Loro is the most promising CRDT library for agent-native version control because of its Tree CRDT. Code projects are hierarchical (directories → files → functions → statements), and Loro's tree CRDT can represent this structure natively, using the algorithm from Martin et al., "A Highly-Available Move Operation for Replicated Trees" (2020).

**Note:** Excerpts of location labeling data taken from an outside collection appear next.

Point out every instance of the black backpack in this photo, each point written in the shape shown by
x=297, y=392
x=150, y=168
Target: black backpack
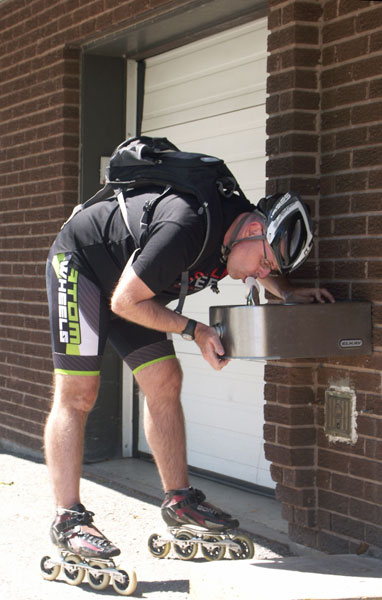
x=141, y=161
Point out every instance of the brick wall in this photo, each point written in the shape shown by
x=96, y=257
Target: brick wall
x=325, y=127
x=325, y=140
x=39, y=168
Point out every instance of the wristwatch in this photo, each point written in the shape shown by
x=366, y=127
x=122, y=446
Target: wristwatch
x=188, y=332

// Loro Tree CRDT can represent code project structure:
project/
├── src/
│   ├── main.rs      ← Text CRDT for file contents
│   ├── lib.rs       ← Text CRDT
│   └── auth/
│       ├── mod.rs   ← Text CRDT
│       └── jwt.rs   ← Text CRDT
└── Cargo.toml       ← Text CRDT

// Agent A moves auth/ to a new crate — tree move operation
// Agent B edits auth/jwt.rs — text edit operation
// Loro: both operations merge correctly (move + edit commute)
// Git: move creates delete+add, edit conflicts with delete

Version history: Loro preserves full version history with oplog_vv (version vector) and state_frontiers. Documents can be forked (branching), and changes can be time-traveled. This provides git-like semantics at the CRDT level.

5.3 Yjs

The most widely deployed CRDT framework. Powers VS Code Live Share, Jupyter collaborative editing, and numerous web editors. Uses a list CRDT (YATA) for text, with efficient binary encoding that keeps memory usage low.

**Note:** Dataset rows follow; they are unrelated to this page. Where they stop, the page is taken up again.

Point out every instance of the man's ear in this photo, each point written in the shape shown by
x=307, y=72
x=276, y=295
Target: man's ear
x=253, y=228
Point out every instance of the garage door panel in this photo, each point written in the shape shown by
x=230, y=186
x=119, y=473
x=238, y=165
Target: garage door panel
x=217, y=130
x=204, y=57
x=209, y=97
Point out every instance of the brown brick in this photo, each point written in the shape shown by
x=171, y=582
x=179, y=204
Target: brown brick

Relevance: proves that CRDT-based collaboration scales to millions of users in production. However, Yjs is focused on real-time editing, not version control — it doesn't natively provide branching, merging, or history querying at the VCS level.

5.4 OT vs CRDT Comparison

                      OT                          CRDT
                      ──                          ────
Server requirement    Central server required     No server needed
Offline support       No (needs server)           Yes (merge on reconnect)
Consistency           Server-ordered              Eventual (convergent)
Metadata overhead     Low (ops are ephemeral)     High (tombstones, IDs)
Undo/redo             Server-managed              Complex (effect ordering)
Correctness proofs    Very hard (TP2 puzzle)      By construction
Mature systems        Google Docs, SharePoint     Figma, VS Code Live Share
Agent suitability     Bottleneck at server        Natural fit (decentralized)
Scale limit           Server throughput           Metadata growth

For agent systems, CRDTs win because:

  1. No central bottleneck — agents are distributed by nature
  2. Offline-first — agents can batch changes and sync later
  3. Provable convergence — no subtle correctness bugs from bad transformation functions
  4. Natural for event sourcing — each CRDT operation is an event

6. Semantic Merge and AST-Level Tools

6.1 Difftastic

Tree-sitter based structural diff tool supporting 30+ languages:

$ difft old.rs new.rs
# Output shows:
# - Moved function highlighted as MOVE (not delete + add)
# - Reformatted code shown as unchanged (ignores whitespace/formatting)
# - Only semantic changes highlighted

Difftastic understands that {x: 1, y: 2} and {y: 2, x: 1} may be equivalent depending on language semantics. It shows moves as first-class operations, unlike git's line-based diff which shows delete at old location + insert at new location.

Limitation: diff only, no merge. Cannot be used as a git merge driver.

6.2 Mergiraf

Production-ready AST-based merge tool, usable as a git merge driver:

Architecture:
├── Parser: tree-sitter (language-agnostic)
├── Matching: GumTree classic algorithm (top-down + bottom-up)
├── Merge: 3DM-based with enhancements
├── Languages: Any language with tree-sitter grammar
├── Integration: Drop-in git merge driver
└── Implementation: Rust

Setup as git merge driver:

[merge "mergiraf"]
    name = mergiraf
    driver = mergiraf merge --git %O %A %B -s %S -p %P

Mergiraf processes the three versions (base, ours, theirs), constructs ASTs via tree-sitter, computes matchings using GumTree, and performs structured three-way merge. Falls back to line-based merge for unparseable files.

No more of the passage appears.